“If you reject the food, ignore the customs, fear the religion and avoid the people, you might better stay at home.” – James Michener
Fussy – how I ate in my previous life. Briefly, in my teens, I would flippantly say “I’m allergic” to get away with avoiding certain food without having to explain myself. Of course, did never worked around the large, round table of a full on Chinese family dinner.
Oh, how that has changed!
I thought I did not like food, except for grandma’s cooking, and when Dad took us for steak. Now I realize, I just did not know. My grandmother is adventurous with food (she was also a death-defying acrobat so…) and often challenged my once-narrow-minded eating habits.
I have no memory of how I fell in love with seafood. It was like I woke up one day and suddenly appreciated the flavor and texture of crabs and prawns. What I do have a memory of though, is Ula educating me about food – I discovered the pleasures of eating and started to understand both the art and science of food.

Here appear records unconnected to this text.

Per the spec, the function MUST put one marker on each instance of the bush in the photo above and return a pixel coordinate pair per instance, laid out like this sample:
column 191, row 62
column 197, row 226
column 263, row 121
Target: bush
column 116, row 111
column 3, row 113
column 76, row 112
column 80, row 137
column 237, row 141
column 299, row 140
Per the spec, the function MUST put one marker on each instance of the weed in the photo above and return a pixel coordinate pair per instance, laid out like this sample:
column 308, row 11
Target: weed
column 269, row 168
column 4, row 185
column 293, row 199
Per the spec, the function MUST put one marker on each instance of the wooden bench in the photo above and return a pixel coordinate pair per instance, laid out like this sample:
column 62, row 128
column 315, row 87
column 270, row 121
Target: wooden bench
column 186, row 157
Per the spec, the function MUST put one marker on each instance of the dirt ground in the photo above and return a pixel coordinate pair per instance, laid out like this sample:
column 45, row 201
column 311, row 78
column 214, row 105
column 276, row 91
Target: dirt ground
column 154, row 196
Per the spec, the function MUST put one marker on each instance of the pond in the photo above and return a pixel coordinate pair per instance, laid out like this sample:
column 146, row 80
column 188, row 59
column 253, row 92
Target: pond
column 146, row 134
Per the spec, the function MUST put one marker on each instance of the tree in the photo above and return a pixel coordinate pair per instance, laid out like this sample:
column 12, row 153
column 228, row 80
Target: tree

In moving to Japan, and during my travels, I embraced fully that I was a fool who knew little about food and nutrition. There are so many ingredients and preparation styles I never even heard of. Visiting farms, distilleries and taking hikes in the rural areas has completely reshaped my thinking of food and the stories behind each ingredient. The more I appreciate the work that goes into making real food, the better they taste. The more I learn, the more I crave to know.
Documenting my pupilage is a good way for me to digest information and preserve memories.